Apakah non-gonore dapat diobati?

  Pengobatan non-gonorea masih didominasi oleh terapi antibiotik. Uretritis non-gonokokal mengacu pada patogen selain Neisseria gonorrhoeae, dengan infeksi Chlamydia trachomatis dan mycoplasma yang umum terjadi, dan sebagian besar infeksi masih ditularkan secara seksual.  Gejala uretritis non-gonokokal mirip dengan gejala uretritis gonorea yang sering disertai dengan nyeri saat buang air kecil dan keluarnya cairan dari uretra yang berwarna kekuningan atau bernanah, dan terkadang keputihan meningkat pada wanita. 20-50% populasi tidak memiliki gejala klinis yang jelas dan sering terdeteksi dengan pemeriksaan fisik.  Pengobatan masih didasarkan pada penggunaan antibiotik yang tepat dan sensitif terhadap bakteri patogen. Misalnya, antibiotik makrolida seperti azithromycin atau roxithromycin lebih disukai untuk Mycoplasma dan Chlamydia trachomatis. Pilihan antibiotik berubah dan meningkat seiring dengan munculnya organisme yang resistan terhadap obat.
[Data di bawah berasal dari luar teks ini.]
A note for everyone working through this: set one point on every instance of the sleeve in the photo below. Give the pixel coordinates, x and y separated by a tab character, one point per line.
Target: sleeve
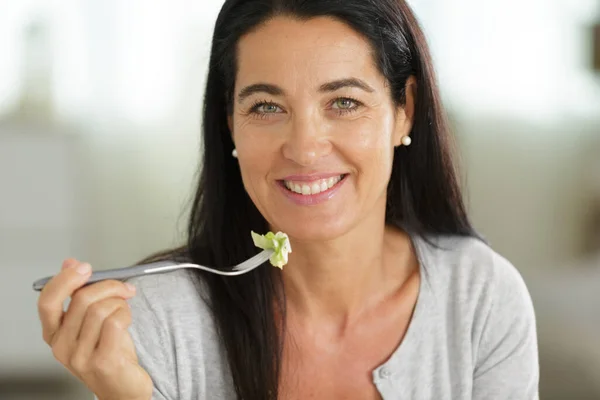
153	342
507	364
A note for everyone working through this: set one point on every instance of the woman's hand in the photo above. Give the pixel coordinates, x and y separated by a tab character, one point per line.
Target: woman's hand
91	339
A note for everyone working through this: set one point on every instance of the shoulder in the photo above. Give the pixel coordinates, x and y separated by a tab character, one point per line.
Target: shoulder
469	267
168	299
482	290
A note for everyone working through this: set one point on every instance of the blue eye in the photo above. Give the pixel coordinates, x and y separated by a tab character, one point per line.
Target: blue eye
344	103
264	107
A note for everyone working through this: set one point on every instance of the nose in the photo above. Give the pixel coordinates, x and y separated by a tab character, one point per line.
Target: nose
307	141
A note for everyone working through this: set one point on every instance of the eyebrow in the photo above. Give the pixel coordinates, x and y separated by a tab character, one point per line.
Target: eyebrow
275	90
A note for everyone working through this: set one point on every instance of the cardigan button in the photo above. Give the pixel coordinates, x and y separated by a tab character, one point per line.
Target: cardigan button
385	373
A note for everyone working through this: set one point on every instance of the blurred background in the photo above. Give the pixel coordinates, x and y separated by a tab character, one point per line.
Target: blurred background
99	133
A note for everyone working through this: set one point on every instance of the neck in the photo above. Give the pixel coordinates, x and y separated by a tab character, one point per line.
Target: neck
337	280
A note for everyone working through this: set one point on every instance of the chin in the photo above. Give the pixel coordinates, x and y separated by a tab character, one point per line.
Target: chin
316	228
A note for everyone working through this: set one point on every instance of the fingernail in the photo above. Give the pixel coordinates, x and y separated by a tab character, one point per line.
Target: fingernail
69	264
84	269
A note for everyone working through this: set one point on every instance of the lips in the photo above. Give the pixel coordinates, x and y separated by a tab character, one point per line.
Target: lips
312	187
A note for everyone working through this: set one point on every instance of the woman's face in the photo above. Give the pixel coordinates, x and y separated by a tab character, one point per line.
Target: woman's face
314	126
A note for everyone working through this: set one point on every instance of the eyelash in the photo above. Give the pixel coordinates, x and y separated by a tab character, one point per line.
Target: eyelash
340	112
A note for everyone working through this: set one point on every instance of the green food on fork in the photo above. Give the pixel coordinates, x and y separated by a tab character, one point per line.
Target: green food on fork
278	242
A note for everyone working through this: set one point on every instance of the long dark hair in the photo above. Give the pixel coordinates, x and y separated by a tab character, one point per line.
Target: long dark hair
424	195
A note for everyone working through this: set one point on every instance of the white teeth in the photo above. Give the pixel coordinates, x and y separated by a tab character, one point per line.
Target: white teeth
314	187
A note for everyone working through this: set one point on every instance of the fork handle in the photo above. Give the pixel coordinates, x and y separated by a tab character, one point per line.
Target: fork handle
118	274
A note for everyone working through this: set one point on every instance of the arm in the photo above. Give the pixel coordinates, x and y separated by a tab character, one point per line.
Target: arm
507	365
154	348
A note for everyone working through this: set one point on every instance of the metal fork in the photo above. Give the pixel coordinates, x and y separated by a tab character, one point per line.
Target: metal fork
166	266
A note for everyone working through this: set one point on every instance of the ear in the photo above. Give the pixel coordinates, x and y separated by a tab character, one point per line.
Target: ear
405	113
230	124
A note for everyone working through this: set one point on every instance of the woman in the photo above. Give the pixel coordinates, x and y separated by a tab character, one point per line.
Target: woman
322	119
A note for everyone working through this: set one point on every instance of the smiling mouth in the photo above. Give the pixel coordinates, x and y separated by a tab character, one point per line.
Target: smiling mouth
312	187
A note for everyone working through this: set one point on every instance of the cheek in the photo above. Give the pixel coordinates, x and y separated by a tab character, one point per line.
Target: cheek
368	145
255	156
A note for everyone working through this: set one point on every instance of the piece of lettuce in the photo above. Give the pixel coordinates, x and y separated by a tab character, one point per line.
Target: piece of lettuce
278	242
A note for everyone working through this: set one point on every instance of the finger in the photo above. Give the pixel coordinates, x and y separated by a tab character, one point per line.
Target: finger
85	298
114	332
56	291
91	328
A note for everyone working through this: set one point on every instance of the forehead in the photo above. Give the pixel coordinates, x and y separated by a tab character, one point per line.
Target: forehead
298	54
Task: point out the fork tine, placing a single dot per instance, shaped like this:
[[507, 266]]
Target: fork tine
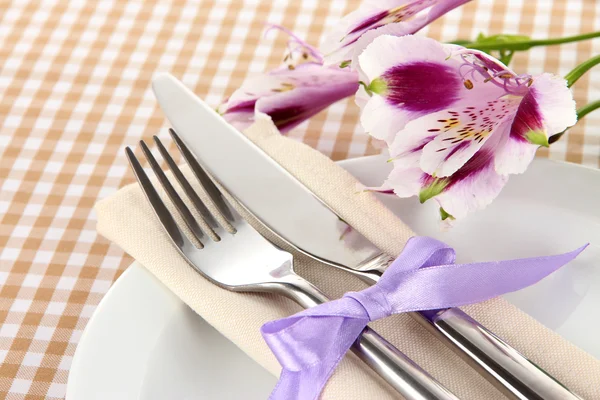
[[161, 211], [206, 182], [187, 188], [183, 210]]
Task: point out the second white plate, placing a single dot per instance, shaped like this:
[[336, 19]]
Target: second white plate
[[144, 343]]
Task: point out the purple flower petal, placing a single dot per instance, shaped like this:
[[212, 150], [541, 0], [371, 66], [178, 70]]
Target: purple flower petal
[[422, 86]]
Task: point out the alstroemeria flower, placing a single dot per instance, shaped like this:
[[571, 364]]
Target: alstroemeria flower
[[378, 17], [292, 93], [457, 121]]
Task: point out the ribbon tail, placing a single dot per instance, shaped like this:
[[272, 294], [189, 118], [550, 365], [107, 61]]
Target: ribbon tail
[[311, 344], [455, 285]]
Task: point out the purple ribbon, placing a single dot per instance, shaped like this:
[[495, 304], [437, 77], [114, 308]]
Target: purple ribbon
[[310, 344]]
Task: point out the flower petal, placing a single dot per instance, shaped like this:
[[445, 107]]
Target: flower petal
[[348, 40], [413, 77], [472, 187], [289, 97], [382, 121], [405, 180], [461, 132], [555, 102], [546, 109]]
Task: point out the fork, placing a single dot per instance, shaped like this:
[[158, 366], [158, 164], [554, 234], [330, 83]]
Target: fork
[[241, 259]]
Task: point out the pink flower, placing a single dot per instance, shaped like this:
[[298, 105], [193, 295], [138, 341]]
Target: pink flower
[[377, 17], [292, 93], [457, 121]]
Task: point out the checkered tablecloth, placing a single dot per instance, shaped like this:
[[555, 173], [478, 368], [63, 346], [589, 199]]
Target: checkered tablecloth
[[75, 89]]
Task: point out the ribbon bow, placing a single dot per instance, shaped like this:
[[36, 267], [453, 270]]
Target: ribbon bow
[[310, 344]]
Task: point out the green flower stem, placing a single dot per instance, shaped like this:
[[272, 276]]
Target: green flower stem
[[582, 112], [581, 69], [588, 108], [525, 44]]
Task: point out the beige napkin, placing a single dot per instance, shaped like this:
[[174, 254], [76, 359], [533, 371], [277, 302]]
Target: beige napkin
[[126, 219]]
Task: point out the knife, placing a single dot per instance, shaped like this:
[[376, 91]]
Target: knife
[[298, 216]]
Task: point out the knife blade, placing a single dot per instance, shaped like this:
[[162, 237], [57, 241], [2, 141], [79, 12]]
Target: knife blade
[[298, 216]]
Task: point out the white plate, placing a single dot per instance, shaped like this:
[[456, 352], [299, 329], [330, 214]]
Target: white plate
[[144, 343]]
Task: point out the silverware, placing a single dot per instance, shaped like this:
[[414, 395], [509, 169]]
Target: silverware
[[299, 217], [242, 260]]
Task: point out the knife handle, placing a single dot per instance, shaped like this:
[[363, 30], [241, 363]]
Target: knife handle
[[403, 374], [503, 366]]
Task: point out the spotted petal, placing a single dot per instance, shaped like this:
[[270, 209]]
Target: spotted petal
[[396, 17], [474, 186], [410, 77], [546, 109], [461, 132], [289, 97]]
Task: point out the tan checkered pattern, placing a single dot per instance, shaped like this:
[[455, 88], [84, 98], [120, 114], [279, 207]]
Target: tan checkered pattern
[[75, 89]]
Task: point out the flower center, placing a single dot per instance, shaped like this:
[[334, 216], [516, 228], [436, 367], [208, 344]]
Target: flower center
[[493, 72], [421, 86]]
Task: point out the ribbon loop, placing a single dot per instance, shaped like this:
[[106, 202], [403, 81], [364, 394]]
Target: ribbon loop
[[374, 301], [310, 344]]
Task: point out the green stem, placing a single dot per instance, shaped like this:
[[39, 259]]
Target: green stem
[[582, 112], [520, 45], [581, 69], [588, 108]]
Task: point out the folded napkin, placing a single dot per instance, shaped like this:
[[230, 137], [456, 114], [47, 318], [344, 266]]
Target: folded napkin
[[126, 219]]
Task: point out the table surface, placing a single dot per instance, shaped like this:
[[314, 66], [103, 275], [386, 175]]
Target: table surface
[[75, 90]]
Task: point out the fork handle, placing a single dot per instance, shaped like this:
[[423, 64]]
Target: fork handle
[[403, 374]]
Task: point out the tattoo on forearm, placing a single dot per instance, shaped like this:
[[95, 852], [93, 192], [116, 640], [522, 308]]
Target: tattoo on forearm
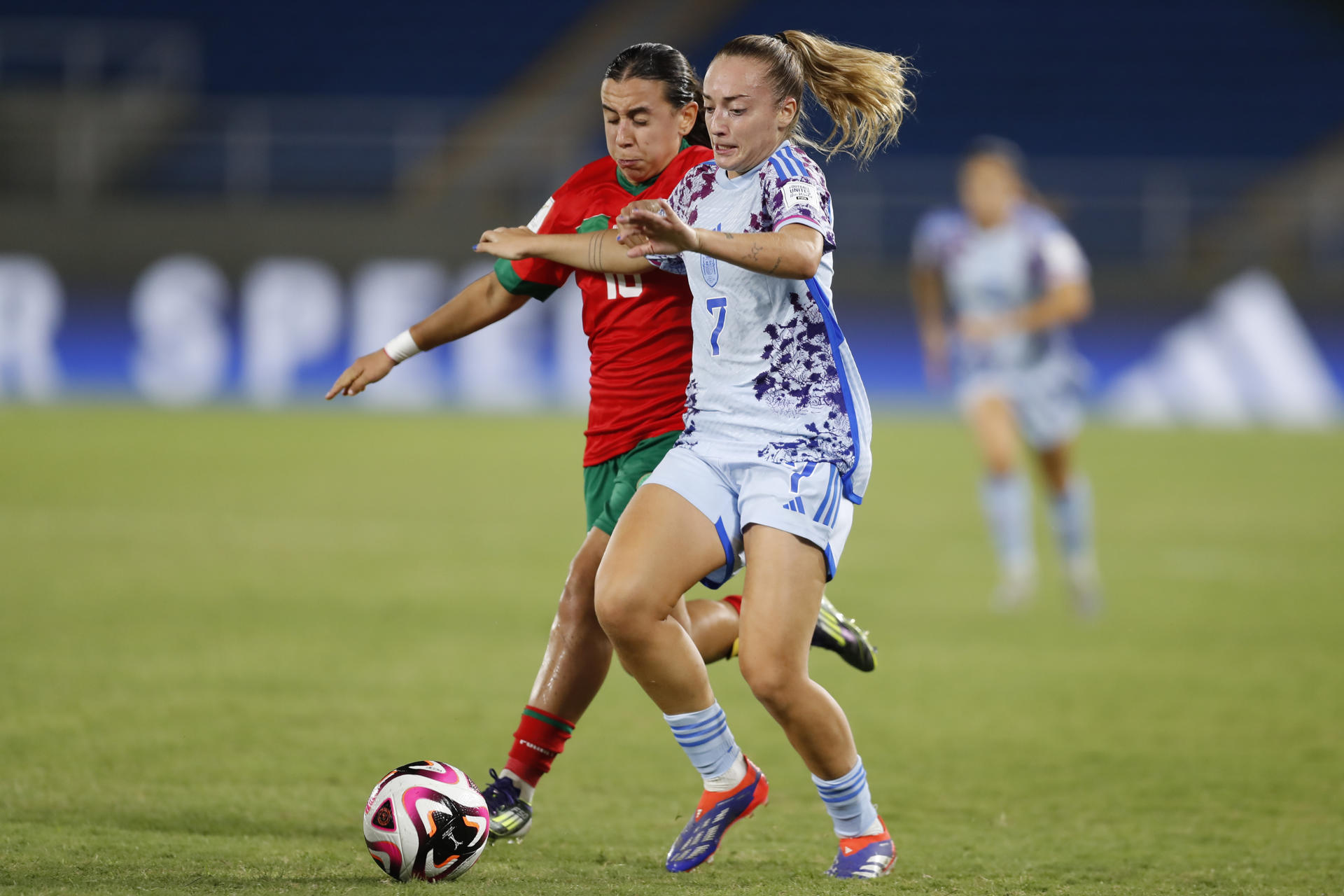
[[596, 251]]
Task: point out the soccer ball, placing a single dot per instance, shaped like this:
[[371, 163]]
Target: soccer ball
[[426, 820]]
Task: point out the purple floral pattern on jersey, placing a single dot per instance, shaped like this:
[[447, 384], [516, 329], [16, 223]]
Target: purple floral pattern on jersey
[[803, 381], [696, 184], [689, 416]]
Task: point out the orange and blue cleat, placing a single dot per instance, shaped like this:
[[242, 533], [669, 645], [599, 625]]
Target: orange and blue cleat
[[872, 856], [714, 814]]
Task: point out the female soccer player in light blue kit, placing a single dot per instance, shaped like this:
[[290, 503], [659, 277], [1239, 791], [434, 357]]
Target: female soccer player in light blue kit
[[1015, 279], [776, 445]]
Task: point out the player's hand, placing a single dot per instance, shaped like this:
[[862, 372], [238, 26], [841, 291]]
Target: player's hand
[[981, 330], [651, 227], [366, 370], [505, 242]]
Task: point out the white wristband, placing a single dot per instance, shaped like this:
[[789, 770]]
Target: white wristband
[[401, 347]]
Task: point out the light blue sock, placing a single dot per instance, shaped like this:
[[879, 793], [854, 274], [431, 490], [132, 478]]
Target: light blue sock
[[848, 801], [1007, 504], [706, 739], [1072, 514]]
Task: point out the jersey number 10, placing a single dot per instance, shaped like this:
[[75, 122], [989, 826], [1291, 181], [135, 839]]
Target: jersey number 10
[[622, 285]]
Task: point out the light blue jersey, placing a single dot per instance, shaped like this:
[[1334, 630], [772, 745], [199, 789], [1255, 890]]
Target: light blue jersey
[[1000, 269], [988, 272], [772, 372]]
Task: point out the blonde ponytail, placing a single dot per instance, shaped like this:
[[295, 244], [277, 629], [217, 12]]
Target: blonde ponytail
[[863, 90]]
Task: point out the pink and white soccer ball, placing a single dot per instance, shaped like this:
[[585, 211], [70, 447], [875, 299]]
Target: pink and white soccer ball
[[426, 820]]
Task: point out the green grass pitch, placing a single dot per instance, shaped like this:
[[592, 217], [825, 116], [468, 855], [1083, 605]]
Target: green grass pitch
[[218, 630]]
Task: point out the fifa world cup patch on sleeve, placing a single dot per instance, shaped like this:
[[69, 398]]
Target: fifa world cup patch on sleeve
[[539, 218], [802, 194]]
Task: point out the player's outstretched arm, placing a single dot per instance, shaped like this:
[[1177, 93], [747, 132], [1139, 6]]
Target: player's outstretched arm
[[596, 251], [793, 253], [479, 305]]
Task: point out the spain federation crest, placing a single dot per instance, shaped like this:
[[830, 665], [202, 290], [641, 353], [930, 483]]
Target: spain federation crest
[[710, 266]]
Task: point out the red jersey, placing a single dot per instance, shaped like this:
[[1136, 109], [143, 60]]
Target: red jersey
[[638, 326]]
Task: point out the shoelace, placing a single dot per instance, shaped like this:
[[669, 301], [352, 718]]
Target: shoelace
[[500, 793]]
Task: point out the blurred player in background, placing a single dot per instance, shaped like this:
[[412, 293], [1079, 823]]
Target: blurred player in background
[[776, 449], [640, 339], [1014, 279]]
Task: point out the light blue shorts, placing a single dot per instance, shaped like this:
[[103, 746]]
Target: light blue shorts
[[803, 498], [1046, 399]]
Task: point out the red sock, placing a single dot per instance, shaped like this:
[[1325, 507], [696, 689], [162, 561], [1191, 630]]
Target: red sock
[[539, 739]]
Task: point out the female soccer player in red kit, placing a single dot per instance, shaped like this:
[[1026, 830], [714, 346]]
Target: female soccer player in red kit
[[638, 330]]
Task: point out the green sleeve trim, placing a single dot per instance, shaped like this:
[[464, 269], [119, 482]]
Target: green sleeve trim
[[594, 223], [514, 284]]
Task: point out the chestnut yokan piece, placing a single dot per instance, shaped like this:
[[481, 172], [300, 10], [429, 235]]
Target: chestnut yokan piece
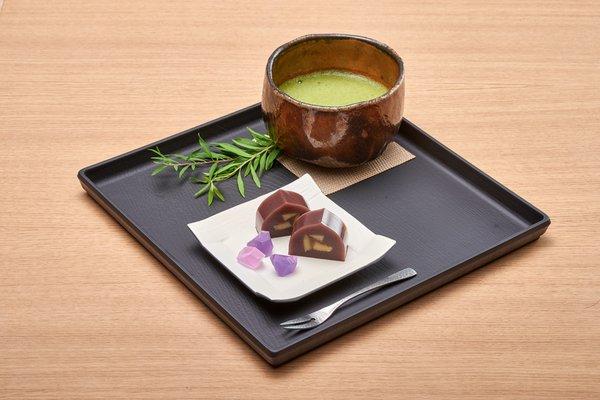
[[319, 234], [278, 212]]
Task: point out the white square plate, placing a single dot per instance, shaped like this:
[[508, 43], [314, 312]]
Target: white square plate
[[226, 233]]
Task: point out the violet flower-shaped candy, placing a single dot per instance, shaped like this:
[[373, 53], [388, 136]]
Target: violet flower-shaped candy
[[284, 265], [250, 257], [263, 243]]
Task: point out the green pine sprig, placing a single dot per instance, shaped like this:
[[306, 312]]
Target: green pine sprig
[[241, 157]]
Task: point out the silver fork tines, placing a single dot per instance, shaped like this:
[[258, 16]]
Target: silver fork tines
[[316, 318]]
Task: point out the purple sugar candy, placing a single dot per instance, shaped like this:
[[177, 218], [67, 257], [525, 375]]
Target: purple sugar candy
[[250, 257], [263, 243], [284, 265]]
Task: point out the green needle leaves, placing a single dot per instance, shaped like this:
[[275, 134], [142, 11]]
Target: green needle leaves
[[242, 157]]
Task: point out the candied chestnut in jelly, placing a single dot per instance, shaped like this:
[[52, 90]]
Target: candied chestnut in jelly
[[277, 213], [319, 234]]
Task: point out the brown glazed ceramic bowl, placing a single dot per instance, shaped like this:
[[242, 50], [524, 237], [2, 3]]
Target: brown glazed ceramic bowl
[[333, 137]]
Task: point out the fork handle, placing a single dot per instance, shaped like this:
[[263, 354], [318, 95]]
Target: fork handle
[[393, 278]]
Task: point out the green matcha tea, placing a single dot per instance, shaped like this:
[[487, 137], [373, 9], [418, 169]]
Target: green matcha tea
[[332, 88]]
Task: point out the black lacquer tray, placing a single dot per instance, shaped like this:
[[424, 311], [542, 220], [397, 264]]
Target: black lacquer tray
[[447, 217]]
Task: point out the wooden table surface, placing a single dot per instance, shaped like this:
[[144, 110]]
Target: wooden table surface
[[86, 312]]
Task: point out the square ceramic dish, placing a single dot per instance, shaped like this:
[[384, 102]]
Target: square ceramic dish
[[446, 216], [224, 234]]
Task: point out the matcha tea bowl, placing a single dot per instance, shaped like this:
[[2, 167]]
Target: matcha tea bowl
[[333, 100]]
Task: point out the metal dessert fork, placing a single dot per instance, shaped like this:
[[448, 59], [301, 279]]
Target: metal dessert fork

Selain penggunaan antibiotik, perawatan umum seperti minum banyak air dan menjaga kebersihan juga penting.  Singkatnya, pengobatan uretritis non-gonokokal masih terutama didasarkan pada terapi antibiotik. Infeksi patogen perlu diidentifikasi sebelum pengobatan dan diobati dengan segera dan simtomatik.